An Example: TanStack Form
TanStack Form is the new kid on the block of form libraries. It pushes heavily on type-safety, promising “first-class TypeScript support with outstanding autocompletion” for a “smoother development experience”.
What the library accomplishes is honestly impressive. Just give it the default values of your form and you’re set: now for every form field you define - no matter how deeply nested - you get the correct type when you read or write its value, when you do validation, etc.
Don’t look at how the sausage is made, though: you won’t even understand it.
Take
the simple example from TanStack Form’s documentation.
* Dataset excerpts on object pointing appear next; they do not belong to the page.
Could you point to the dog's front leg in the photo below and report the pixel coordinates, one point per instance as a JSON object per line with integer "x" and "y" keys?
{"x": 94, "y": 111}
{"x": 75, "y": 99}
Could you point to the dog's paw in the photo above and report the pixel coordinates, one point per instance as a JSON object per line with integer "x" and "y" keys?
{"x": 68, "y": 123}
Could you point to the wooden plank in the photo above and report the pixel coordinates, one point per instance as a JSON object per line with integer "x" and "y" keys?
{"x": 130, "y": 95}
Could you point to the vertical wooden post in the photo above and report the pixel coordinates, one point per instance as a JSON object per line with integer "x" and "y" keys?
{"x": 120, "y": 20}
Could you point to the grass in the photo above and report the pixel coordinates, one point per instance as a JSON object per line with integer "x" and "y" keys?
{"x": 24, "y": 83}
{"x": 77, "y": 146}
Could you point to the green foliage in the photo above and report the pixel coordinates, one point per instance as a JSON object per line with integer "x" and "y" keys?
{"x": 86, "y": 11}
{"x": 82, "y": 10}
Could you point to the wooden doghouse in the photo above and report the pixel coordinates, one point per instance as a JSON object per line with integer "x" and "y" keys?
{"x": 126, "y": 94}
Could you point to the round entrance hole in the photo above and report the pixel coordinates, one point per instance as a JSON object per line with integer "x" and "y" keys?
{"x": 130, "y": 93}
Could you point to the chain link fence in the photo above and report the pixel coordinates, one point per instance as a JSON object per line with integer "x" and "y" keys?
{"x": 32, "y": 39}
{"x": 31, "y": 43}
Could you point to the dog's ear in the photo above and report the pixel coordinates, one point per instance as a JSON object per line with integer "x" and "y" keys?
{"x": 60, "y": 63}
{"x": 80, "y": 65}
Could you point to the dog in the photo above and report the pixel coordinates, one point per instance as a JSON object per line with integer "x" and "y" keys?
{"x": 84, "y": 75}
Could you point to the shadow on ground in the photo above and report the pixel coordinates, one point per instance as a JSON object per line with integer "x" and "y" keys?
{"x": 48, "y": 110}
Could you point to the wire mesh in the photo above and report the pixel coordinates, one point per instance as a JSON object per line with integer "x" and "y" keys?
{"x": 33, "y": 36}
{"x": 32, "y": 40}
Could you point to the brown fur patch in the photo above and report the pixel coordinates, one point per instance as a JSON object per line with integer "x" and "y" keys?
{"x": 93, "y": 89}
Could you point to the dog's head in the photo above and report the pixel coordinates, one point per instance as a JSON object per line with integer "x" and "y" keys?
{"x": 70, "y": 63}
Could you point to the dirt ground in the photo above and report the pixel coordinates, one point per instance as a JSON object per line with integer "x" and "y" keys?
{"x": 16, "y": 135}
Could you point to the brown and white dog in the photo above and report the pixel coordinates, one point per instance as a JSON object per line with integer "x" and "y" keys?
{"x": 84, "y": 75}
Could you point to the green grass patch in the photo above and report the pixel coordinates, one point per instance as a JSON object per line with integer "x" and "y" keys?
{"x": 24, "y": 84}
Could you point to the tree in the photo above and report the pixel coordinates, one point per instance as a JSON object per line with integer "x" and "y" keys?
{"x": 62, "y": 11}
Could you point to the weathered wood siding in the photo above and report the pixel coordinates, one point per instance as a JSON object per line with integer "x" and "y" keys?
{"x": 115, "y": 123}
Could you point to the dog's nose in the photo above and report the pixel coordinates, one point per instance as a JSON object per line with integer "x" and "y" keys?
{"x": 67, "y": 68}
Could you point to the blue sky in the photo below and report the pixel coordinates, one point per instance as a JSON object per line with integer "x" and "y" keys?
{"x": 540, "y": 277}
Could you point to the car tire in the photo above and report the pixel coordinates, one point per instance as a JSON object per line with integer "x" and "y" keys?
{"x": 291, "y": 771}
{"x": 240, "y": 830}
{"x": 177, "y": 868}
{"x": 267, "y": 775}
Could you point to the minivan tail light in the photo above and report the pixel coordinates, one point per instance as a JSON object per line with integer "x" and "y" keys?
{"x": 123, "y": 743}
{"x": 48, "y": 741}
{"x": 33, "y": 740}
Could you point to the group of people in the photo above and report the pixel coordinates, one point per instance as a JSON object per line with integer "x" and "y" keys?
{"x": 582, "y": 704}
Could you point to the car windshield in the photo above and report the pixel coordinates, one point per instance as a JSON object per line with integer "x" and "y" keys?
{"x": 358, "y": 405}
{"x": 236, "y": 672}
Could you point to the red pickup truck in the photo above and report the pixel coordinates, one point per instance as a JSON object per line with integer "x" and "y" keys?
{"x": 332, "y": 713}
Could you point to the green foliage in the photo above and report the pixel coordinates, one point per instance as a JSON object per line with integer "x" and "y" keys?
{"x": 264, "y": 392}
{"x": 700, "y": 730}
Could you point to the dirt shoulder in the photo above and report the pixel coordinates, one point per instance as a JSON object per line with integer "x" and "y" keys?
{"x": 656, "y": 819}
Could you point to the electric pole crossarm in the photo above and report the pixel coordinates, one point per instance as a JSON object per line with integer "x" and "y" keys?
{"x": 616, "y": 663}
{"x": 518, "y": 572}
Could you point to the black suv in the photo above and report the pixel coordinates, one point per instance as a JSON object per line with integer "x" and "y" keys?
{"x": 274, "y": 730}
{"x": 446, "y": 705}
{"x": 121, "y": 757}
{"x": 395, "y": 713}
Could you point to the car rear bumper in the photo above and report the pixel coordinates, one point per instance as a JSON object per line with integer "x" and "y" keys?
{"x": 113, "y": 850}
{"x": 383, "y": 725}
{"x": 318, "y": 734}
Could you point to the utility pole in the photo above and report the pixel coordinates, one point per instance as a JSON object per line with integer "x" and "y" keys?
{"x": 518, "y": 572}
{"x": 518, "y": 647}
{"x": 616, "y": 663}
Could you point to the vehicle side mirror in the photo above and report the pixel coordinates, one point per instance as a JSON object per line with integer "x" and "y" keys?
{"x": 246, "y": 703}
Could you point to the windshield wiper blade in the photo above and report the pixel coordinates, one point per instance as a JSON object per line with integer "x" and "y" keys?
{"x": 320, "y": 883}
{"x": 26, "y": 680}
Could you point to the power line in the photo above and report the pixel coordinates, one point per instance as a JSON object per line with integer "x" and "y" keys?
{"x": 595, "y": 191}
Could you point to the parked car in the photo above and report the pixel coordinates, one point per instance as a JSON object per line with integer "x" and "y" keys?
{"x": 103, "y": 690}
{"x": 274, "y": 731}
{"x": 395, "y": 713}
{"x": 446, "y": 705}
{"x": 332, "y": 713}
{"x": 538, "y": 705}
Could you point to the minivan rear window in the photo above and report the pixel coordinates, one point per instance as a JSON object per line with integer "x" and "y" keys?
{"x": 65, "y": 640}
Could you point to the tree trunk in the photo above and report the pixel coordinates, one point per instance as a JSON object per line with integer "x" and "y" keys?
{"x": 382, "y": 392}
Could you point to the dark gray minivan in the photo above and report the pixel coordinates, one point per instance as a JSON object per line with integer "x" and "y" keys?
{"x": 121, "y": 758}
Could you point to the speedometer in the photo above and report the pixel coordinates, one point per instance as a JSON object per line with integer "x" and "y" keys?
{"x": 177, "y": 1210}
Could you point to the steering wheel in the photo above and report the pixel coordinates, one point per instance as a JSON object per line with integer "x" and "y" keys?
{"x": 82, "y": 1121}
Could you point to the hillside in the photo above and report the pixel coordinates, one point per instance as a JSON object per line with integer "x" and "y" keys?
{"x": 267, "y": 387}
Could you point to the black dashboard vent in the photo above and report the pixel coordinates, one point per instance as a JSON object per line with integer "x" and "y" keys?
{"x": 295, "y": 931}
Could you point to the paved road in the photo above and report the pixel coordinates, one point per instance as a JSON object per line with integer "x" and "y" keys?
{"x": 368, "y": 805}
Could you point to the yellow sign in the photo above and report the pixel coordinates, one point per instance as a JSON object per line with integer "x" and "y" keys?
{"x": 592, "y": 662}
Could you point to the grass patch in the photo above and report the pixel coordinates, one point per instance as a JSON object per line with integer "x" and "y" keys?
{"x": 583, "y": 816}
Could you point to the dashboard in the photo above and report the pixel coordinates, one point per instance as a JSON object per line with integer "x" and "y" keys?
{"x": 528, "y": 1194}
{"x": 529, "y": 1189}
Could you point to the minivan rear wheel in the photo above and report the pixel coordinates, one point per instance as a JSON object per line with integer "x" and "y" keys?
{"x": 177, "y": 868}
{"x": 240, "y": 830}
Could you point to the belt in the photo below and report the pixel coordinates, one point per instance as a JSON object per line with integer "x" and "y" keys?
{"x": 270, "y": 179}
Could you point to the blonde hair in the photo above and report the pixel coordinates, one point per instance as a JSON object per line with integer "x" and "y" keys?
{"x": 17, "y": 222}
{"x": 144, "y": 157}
Use the interactive sandbox and try to check what’s the shape of a field’s
meta
property (or any other library value, really). Here’s what you’ll see:

The FieldMeta
type has 17 (!) generic parameters and is the intersection of
two types - each taking the same 17 generics - which is where you eventually
find its properties defined.
To be fair, after re-formatting the type definition file and staring at it for a
couple of minutes, I do start to understand what’s going on. For the FieldMeta
type in particular there’s nothing too obscure, but I can’t help but feel that
this undoubtedly clever and accurate type definition is not actually helping
me as a user of the library.
Cons of Hyper-Typing
TanStack Form is one example of a hyper-typing library, but as I said, lately I’ve encountered others that follow a similar approach and leave me with similar issues:
-
Badly-formatted type definition files. This is technically TypeScript’s fault, but I guess the issue is not apparent until the typings become very complex. It should be easy to fix, though, just by running the files through prettier.
-
Difficult to understand types. I agree that they’re safer and more accurate, but that’s not very useful if I don’t understand what they’re actually describing.
-
Unsafe workarounds. Getting into situations where I need to explicitly define a type is inevitable, and when the library types are so difficult to understand and use, I often end up resorting to casting things
as any
, losing more type safety than I gained. -
Incomprehensible error messages. TypeScript error messages are not amazing to start, and the more complex the type, the more complex the error message.
A Happy Medium
Having banged my head against hyper-typed stuff, I can now say I prefer less accurate, less safe libraries. They might be dumber; I might need to explicitly define a type that technically could have been inferred. But the practical reality is that I find working with them being overall more enjoyable, and the resulting code more understandable and maintainable.
An alternative approach that I also find more enjoyable is having a separate build step that generates types - from a schema definition, for example. In some corners of the internet I’ve seen it being depicted as the ultimate DX sin, but on more than one occasion I’ve actually found it works very well. For example, the way the Astro framework for building static websites generates types for your content collections is just delightful. I really hoped more tools follow in its footsteps.